Italy has recently announced plans to increase its capital gains tax on Bitcoin and other cryptocurrencies to 42%, a significant jump from the existing 26% tax rate. This decision was made during a press conference outlining the country’s 2025 budget and is aimed at generating additional resources for families, youth, and businesses. The move is part of the government’s efforts to leverage investment-based profits to support the economy, with similar discussions also taking place in the UK regarding increasing capital gains taxes on digital assets.

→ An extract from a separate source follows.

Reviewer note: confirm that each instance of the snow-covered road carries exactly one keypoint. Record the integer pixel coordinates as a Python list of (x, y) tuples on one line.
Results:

Since 2023, Italy has taxed capital gains exceeding €2,000 at 26%, with previous rules treating crypto as foreign currency and imposing lower tax rates. The increase to 42% places Italy among the countries with the highest tax rates on digital assets, reflecting the increasing regulatory scrutiny in the crypto space. Vice Economy Minister Maurizio Leo highlighted that Italy also plans to crack down on cash usage to combat tax evasion, although this move may have unintended consequences for crypto trading activity in the region.
Italian Prime Minister Giorgia Meloni reassured the public that the tax increases would primarily focus on the cryptocurrency sector and would not affect most citizens with regards to general tax policies. She also emphasized that tax relief for workers would remain intact and additional funds would be allocated to healthcare. Despite concerns about the tax hike potentially slowing down trading activity in Italy, the cryptocurrency market has shown resilience, with Bitcoin surging 4.01% intraday following the announcement.
Italy’s tax increase on cryptocurrencies is part of a global trend where countries are looking to regulate and profit from the booming cryptocurrency market. India, for example, introduced stringent digital asset taxes in 2022, leading to a decline in local trading volumes. Similar concerns exist in Italy, as higher tax rates could discourage market participation, especially from retail investors. The broader crypto market continues to exhibit bullish sentiment, with Bitcoin benefiting from heightened institutional interest.
Italy’s inflation rate, which stood at 0.7% in September, may offer some economic stability, but questions remain about how the new tax policy will impact the country’s growing crypto sector in the long term. Market participants are monitoring the situation closely to assess the potential impact on trading activity and investor sentiment. Despite these uncertainties, Italy’s aggressive crypto tax policy reflects a broader effort by governments to increase revenue and regulate the rapidly evolving cryptocurrency industry.